Step 11: [Sync] Define incremental & full crawl frequencies - [optional]

The refresh interval determines how often your data is synchronized between the data source and the ServiceNow Tickets Copilot connector index. There are two types of refresh intervals:

  • Full crawl: Synchronizes all data at scheduled intervals.
  • Incremental crawl: Updates only the changed or new data.

You can change the default values of the refresh interval from here if you want to or just continue with the recommended defaults. Find more details here.

You can see the default values in the following table:

Refresh Intervals Default frequency
Incremental Crawl Every 15 min
Full Periodic Crawl Every day

Note

  • Identities or access permissions are only updated with full crawl.
  • Incremental crawls do not update permissions or ACLs.

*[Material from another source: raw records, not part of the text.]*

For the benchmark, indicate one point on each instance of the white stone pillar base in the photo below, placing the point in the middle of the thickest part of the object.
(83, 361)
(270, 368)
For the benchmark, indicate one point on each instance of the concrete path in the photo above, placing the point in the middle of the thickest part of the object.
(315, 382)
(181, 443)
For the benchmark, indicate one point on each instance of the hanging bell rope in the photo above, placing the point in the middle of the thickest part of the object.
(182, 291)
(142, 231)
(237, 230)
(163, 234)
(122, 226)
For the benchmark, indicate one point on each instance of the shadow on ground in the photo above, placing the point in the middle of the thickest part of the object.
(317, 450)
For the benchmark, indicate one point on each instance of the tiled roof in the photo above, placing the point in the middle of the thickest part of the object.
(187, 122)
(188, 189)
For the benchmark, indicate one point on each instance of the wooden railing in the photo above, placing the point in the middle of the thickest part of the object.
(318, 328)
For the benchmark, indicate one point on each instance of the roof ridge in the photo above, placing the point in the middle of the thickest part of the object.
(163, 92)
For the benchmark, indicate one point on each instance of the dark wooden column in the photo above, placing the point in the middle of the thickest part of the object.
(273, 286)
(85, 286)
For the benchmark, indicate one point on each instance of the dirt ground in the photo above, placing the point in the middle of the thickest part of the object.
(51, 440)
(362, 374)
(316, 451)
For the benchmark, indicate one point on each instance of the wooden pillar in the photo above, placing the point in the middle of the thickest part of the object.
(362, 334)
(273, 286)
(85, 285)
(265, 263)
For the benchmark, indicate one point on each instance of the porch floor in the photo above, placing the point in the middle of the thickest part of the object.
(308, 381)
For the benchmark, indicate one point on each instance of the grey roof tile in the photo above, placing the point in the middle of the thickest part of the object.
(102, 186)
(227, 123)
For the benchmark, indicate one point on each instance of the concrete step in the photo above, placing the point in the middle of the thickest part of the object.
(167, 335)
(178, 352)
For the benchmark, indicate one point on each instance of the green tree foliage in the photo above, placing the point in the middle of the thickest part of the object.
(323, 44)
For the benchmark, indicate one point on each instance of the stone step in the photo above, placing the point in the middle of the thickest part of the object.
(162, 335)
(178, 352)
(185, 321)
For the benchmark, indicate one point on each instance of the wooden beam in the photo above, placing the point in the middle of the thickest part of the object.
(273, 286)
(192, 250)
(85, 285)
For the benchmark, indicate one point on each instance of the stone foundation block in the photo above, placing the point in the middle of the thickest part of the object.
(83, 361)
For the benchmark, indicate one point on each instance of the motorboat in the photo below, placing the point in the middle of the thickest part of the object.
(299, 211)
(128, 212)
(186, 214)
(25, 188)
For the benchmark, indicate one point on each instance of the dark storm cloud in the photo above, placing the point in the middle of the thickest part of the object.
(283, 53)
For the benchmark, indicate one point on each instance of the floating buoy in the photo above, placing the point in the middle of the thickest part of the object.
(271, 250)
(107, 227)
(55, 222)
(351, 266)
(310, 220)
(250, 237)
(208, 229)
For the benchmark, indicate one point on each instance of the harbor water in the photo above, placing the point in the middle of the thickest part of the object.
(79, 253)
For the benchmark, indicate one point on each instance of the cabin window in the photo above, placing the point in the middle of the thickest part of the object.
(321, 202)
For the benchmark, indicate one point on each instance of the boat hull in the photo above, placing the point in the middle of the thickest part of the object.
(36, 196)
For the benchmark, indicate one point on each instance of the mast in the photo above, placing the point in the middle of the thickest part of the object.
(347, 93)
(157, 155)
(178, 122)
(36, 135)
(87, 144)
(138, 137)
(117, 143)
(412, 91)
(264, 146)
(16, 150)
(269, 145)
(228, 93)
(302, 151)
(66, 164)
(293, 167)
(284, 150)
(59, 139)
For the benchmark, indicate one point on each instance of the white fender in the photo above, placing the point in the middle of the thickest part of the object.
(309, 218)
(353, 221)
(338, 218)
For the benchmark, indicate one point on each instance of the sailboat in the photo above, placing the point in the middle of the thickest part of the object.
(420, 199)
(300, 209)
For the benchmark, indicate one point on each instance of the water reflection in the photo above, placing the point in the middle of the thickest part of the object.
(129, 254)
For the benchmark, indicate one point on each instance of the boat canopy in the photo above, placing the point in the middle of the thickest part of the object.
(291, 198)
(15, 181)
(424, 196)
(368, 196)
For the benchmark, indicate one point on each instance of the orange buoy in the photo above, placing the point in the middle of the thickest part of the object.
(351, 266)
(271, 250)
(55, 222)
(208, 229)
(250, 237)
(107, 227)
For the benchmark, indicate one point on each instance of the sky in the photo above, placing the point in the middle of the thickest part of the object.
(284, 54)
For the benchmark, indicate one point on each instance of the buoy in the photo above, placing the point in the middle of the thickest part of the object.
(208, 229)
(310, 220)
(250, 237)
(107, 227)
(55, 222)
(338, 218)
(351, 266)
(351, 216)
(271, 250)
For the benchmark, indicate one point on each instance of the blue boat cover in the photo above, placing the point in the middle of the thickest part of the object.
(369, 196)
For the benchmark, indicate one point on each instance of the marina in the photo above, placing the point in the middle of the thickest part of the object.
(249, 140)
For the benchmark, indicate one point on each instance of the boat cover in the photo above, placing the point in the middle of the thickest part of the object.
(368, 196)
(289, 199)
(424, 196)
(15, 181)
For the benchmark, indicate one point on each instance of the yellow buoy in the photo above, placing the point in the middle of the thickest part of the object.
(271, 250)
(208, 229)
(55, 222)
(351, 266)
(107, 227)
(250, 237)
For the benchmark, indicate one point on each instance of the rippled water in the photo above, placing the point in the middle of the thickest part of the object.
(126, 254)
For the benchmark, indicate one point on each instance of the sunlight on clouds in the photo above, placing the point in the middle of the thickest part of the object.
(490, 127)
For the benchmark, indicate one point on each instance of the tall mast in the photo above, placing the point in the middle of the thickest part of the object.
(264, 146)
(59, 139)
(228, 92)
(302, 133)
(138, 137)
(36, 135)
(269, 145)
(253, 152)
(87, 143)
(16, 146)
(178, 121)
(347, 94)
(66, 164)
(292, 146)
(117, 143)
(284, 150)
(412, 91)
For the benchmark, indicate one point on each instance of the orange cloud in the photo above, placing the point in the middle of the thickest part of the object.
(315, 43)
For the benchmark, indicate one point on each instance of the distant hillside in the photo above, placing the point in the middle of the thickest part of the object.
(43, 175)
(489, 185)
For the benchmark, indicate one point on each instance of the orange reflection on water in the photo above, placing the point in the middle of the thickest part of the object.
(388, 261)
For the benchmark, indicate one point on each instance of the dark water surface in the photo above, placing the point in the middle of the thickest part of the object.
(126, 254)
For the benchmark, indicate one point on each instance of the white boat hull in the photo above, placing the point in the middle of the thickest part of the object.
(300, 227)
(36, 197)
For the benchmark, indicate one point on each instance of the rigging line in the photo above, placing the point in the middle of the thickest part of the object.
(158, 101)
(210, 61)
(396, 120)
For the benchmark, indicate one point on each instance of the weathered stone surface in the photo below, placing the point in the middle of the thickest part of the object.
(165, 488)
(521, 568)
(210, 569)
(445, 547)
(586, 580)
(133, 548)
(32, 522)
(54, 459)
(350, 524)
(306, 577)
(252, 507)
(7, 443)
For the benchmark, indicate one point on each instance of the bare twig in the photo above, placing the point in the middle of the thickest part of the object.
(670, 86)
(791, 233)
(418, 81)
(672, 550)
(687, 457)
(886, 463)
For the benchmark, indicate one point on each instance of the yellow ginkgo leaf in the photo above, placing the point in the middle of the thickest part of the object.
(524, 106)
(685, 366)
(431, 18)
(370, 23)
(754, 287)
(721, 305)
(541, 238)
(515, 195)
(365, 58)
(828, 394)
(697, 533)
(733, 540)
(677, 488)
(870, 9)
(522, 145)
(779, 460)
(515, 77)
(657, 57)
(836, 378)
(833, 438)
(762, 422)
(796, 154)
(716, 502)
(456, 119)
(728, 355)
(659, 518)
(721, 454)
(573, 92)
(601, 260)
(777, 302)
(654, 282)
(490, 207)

Step 12: [Setup] Rollout to a limited audience.

Deploy this connection to a limited user base if you want to validate it in Copilot and other Search surfaces before expanding the rollout to a broader audience. Know more about limited rollout here.

At this point, you are ready to create the connection for ServiceNow Knowledge. You can select the Create button, and the ServiceNow Knowledge Copilot connector will now start indexing articles from your ServiceNow account.

After publishing the connection, you need to customize the search results page. To learn about customizing search results, see Customize the search results page.

Limitations

The ServiceNow Tickets Copilot connector has the following limitations in its latest release:

  • Under the Access permissions step in Users tab, “Everyone” feature does not process any permissions. Do not select this option unless you want to test the connection between selected team members in an isolated environment.
  • Access permissions do not allow defining role-based ACLs.

Troubleshooting

After publishing your connection and customizing the results page, you can review the status in the Connectors section of the admin center. To learn how to make updates and deletions, see Manage your connector. You can find troubleshooting steps for commonly seen issues here.